To find the sum of the infinite series, consider the limit of the partial sums as \( n \to \infty \): \( \lim_{n \to \infty} S_n = \lim_{n \to \infty} -\ln(n+1) \). Since \( \ln(n+1) \to \infty \), \( -\ln(n+1) \to -\infty \). Hence, the series diverges to \(-\infty\).

Key concepts

Understanding Partial Sums

When working with series, especially those involving infinite terms, often, we first look at partial sums to see how the series behaves. The "partial sum" is simply the sum of the first few numbers in the series. For the series given in the exercise, the partial sum is represented as:

• For the nth partial sum, we add up terms: \( S_n = \ln(1) - \ln(2) + \ln(2) - \ln(3) + \ldots + \ln(n) - \ln(n+1) \).
• Key thing to notice: When terms are written out, many inner terms cancel each other out.
• Only the first term from the first part and the last term from the second part remain in the summation.

This leads to a simplified expression for the nth partial sum as \( S_n = \ln(1) - \ln(n+1) \). Here, \( \ln(1) = 0 \), which further simplifies to \( -\ln(n+1) \).
This insight helps us see what the series approaches as n grows very large. Thus, dissecting a series into partial sums can reveal much about the nature of the series.

Exploring Logarithmic Properties

Logarithms are an essential tool in calculus and algebra. They transform multiplication into addition, division into subtraction, and powers into multiplications. At the heart of many problems is the need to understand and manipulate logarithmic expressions. Here’s how they work in the context of the series:

• We use the property: \( \ln\left( \frac{a}{b} \right) = \ln(a) - \ln(b) \).
• Applying this to \( \ln\left( \frac{n}{n+1} \right) \) transforms it into \( \ln(n) - \ln(n+1) \).
• This transformation is referred to as rewriting the terms to telescope, meaning many terms cancel each other when summed consecutively.

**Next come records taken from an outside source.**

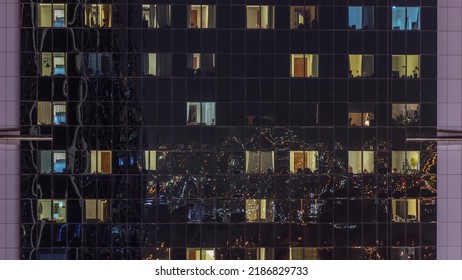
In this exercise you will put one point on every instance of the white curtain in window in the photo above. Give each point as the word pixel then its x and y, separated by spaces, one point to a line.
pixel 368 17
pixel 312 61
pixel 44 112
pixel 208 113
pixel 211 16
pixel 368 65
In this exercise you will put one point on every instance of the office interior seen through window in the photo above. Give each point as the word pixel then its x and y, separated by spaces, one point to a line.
pixel 243 129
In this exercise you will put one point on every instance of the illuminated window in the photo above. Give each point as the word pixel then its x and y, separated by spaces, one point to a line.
pixel 259 162
pixel 98 64
pixel 200 113
pixel 405 18
pixel 201 64
pixel 101 162
pixel 405 210
pixel 259 253
pixel 44 113
pixel 259 210
pixel 98 15
pixel 96 210
pixel 157 64
pixel 157 16
pixel 45 116
pixel 303 162
pixel 405 114
pixel 52 161
pixel 304 253
pixel 361 65
pixel 59 113
pixel 361 114
pixel 152 253
pixel 405 162
pixel 360 162
pixel 406 66
pixel 53 64
pixel 360 17
pixel 52 15
pixel 51 210
pixel 260 17
pixel 150 160
pixel 201 16
pixel 404 253
pixel 200 254
pixel 304 65
pixel 302 17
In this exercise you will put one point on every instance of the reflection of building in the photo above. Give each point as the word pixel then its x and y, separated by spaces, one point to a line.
pixel 231 132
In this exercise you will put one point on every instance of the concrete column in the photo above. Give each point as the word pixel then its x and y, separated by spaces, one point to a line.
pixel 9 117
pixel 449 219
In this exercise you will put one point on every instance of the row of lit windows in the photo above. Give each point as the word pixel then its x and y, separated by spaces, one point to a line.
pixel 264 253
pixel 204 113
pixel 256 162
pixel 204 16
pixel 256 210
pixel 160 64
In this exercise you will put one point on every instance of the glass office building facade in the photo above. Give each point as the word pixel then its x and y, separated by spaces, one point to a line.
pixel 228 129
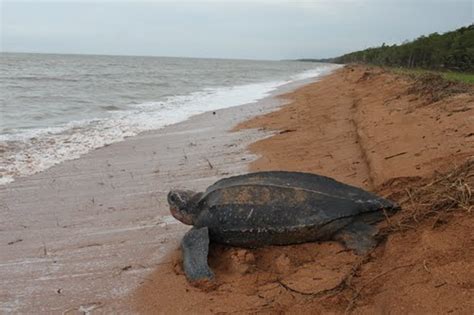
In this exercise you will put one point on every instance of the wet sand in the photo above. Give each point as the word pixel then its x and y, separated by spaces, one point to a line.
pixel 80 235
pixel 367 127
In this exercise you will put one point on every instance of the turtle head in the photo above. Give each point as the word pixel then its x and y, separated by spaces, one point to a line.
pixel 183 205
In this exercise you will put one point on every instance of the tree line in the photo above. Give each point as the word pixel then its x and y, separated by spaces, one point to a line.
pixel 449 51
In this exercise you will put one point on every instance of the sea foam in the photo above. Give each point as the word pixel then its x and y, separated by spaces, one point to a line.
pixel 28 152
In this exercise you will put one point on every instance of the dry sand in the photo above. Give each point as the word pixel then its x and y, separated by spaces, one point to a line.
pixel 82 234
pixel 376 130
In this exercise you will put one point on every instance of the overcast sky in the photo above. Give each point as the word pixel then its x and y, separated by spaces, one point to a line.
pixel 225 29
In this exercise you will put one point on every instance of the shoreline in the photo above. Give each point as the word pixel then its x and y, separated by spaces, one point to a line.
pixel 71 140
pixel 72 233
pixel 372 129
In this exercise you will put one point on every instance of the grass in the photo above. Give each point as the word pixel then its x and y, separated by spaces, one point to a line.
pixel 447 75
pixel 436 198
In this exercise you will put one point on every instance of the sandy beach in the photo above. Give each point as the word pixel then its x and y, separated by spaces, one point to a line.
pixel 80 235
pixel 95 233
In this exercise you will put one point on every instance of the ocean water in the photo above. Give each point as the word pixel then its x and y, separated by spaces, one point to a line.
pixel 58 107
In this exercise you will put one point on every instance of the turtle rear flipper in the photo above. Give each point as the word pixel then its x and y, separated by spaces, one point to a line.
pixel 195 246
pixel 358 236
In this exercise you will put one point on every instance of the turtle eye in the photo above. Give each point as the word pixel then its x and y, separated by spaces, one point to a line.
pixel 173 198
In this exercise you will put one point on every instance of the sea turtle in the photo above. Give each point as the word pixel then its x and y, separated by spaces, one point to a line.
pixel 274 208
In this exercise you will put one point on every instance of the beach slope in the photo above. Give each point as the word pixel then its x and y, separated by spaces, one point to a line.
pixel 410 140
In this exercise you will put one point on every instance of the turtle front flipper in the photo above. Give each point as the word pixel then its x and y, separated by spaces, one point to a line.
pixel 195 246
pixel 358 236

In our example, breaking logarithm expressions into simpler forms using properties allows simplification and helps identify patterns, enabling series evaluation.
Remember, understanding these properties can make evaluating, simplifying, and even solving logarithmic equations more straightforward.

Infinite Series and Divergence

The concept of an infinite series is when the series has an unending number of terms. Evaluating such series often involves looking at the limit of its partial sums as "n" approaches infinity. However, not all infinite series converge to a nice number; some diverge. Here's what happened in this exercise:

• The nth partial sum we discovered was \( S_n = -\ln(n+1) \).
• To evaluate an infinite series, we check the limit \( \lim_{n \to \infty} S_n \).
• As we let \( n \to \infty \), \( \ln(n+1) \) grows without bounds, meaning \( -\ln(n+1) \) goes to \(-\infty\).

This means our series does not settle to a finite value, leading us to conclude that the series diverges.
In simple terms, rather than approaching a single number, the series spreads out infinitely as n increases. Recognizing whether a series converges or diverges is a fundamental skill in mathematical analysis, and mastering it will aid in understanding more complex mathematical scenarios.